6. Watch out for “group think.”
There’s a big difference between brainstorming and decision-making. To some managers, group decisions seem safe. They feel democratic and comfortable because nothing is done unless everybody agrees. However, while getting multiple inputs, or what I call “group think,” is valuable when you’re examining an issue, you need to stop the opinion-gathering as you get closer to making a decision.
Why? If a group is making the decision, you start searching for the common denominator among the group members. That inevitably dilutes the effectiveness of the decision. When you’re brainstorming, six people are better than one. But when you must make a decision, one or two people are far better than six.
7. Outsource nonstrategic functions.
For various reasons, many supervisors want to control everything that passes through their departments. I call it the NIH, or Not Invented Here, syndrome.
For example: Many companies design and redesign their own business systems, such as payroll or human resources, even though independent auditors advise against it. If your firm is handling internally a nonstrategic function that other specialized firms also perform, like a cafeteria service, a cleaning service, or security system maintenance, look at what others are doing before you conclude that it makes more sense for you to design and run your own system.
8. Don’t just throw dollars at R&D.
If you examine some of the recent developments in the computer services field, you see that the large staffs at IBM take a long time to get their products to market. Compare Microsoft’s time to develop MS-DOS to IBM’s development of analogous products. Look at how long it took Apple to develop the Macintosh and then how much longer it took IBM with far, far more people to get to a similar point.
Try to identify the point at which more is less on a project.
9. Set aside time to think.
At ADP, 39 plus one adds up to more than 40 plus zero. The 40-plus-zero employee is the harried worker who at 40 hours a week just tries to keep up with what’s in the “in” basket. He tries to do whatever he thinks he’s supposed to do. Because he works his full 40 hours with his head down, he takes zero hours to think about what he’s doing, why he’s doing it, and how he’s doing it. Where does the work go after he does it? Does he need to do it in the first place?
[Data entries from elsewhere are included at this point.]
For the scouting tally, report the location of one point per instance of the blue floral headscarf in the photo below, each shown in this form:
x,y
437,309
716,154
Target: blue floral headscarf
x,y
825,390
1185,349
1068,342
On the other hand, a 39-plus-one employee takes at least one of those 40 hours to think about what he’s doing and why he’s doing it. That’s why the other 39 hours are far more productive.
10. Change your organizational structure occasionally.
Force some organizational change every now and then, for two reasons. First, yesterday’s company can’t possibly meet tomorrow’s challenges.
Second, there are invariably some ten-mile-per-hour people in your company on a sixty-mile-per-hour highway. If you don’t face up to such understandable variations in skills until you reach a crisis, your performance will suffer.
Ask yourself: Who are my top people, and what am I doing to make them even better? Who are my least effective people, and what am I doing to make them better or to move them into something else?
11. Put your business strategies first.
Never, never allow your business strategies to become subservient to your balance sheet. At ADP, we depreciate all hardware to zero in three years. We never want to hang on to a technology, or to any other investment, because it’s still on the balance sheet not fully amortized.
We’ll never defer any expense incurred just because it sounds good to match the expense with the future revenue stream. Get the expenses out of the way, so if you want to change or abandon a particular project, you can consider the strategic implications totally unfettered by what’s on the balance sheet.
I realize it’s hard to adopt this “quick write-off” business philosophy in a society that focuses so much on quarterly earnings, particularly when you have to face security analysts every quarter and your CEO is pressuring you. Every penny per share helps. But, if you can influence the decision-making at your firm, don’t allow your balance sheet to control your future strategies.